Ce volume d'essais, d'entretiens et d'articles, reprend pour partie les précédents recueils intitulés
Interventions,
Interventions 2, et
Lanzarote et autres textes. La seconde moitié du livre contient d'autres proses du même genre, mais publiées de façon dispersée dans la presse, de là sans doute l'impression de désordre que des lecteurs peu habitués aux recueils d'essais (dont la forme fouillis vient de
Montaigne) ont pu ressentir.
Les textes que j'ai découverts ont été écrits entre 2003 et 2019, et ils permettent de constater que le Milieu, éditeurs, écrivains journalistes, et autres figures connues des médias et de Babelio, continuent de parler à
Michel Houellebecq, qui consent lui-même à leur répondre. Pourtant il n'a pas les opinions qu'il faut, mais il n'a pas été éliminé de la scène, grâce au succès de ses livres et aussi, peut-être, à ses dons diplomatiques. La "cancel culture" (oui, on appelle cela culture) ne l'a pas atteint, bien qu'il ait été classé par
Edwy Plenel, Lindenberg,
Assouline, Joffrin etc, parmi les néo-réactionnaires. On s'attendra donc à des propos nauséabonds.
Pour ce qui est du contenu, l'impression de variété, ou de fouillis, n'est qu'apparente, car le dernier essai du livre, sur la mort de
Vincent Lambert, résume bien les idées fondamentales de l'auteur sur l'homme, la morale et la société, rédigées dans un style sobre et sans nulle confusion. Son esthétique apparaît bien dans un essai déjà ancien (1992), "

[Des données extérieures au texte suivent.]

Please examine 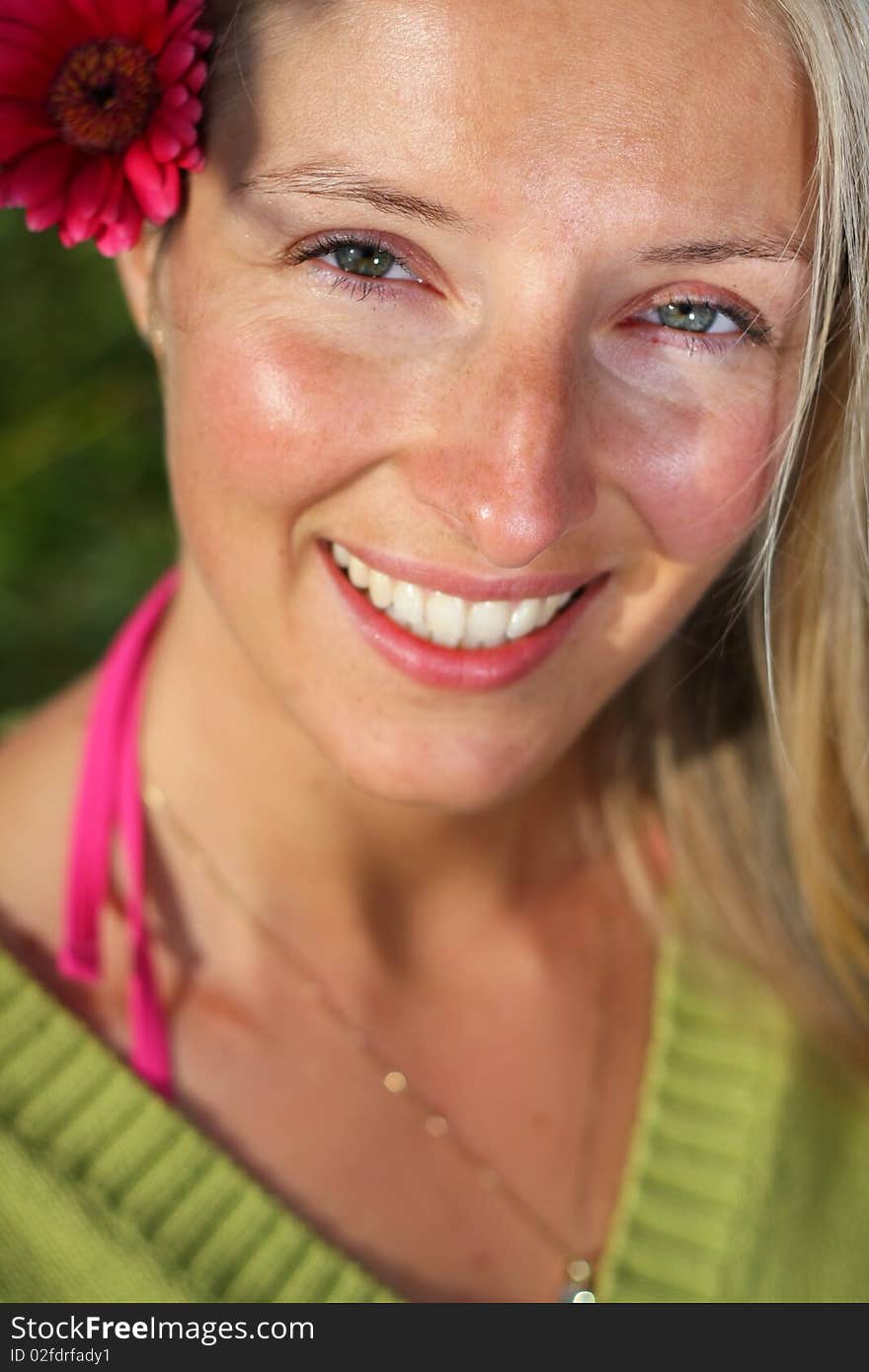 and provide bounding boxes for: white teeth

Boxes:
[368,572,395,609]
[348,557,370,591]
[332,543,574,648]
[507,601,541,638]
[426,591,468,648]
[537,591,573,629]
[461,601,513,648]
[387,581,429,638]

Jacques Prévert est un con", réédité au début du volume. Entre ces deux termes, on s'intéressera aux effets de sa formation scientifique sur sa vision du monde et de la littérature. La philosophie d'
Auguste Comte revient souvent, et a laissé une profonde marque sur la pensée de l'auteur. On n'oubliera pas que
Michel Houellebecq est un artiste qui a lu toute sa vie (c'est le titre d'un des essais) : ses jugements littéraires, ses goûts, se discutent, et sont toujours intéressants, car il ne se laisse pas abuser par les fausses gloires mal acquises.
On retrouve ici une personnalité d'écrivain, mais non le plaisir que procurent la forme, le style, l'imagination romanesques ; de là viennent sans doute les réserves de
Michel Houellebecq lui-même à l'égard de son propre livre.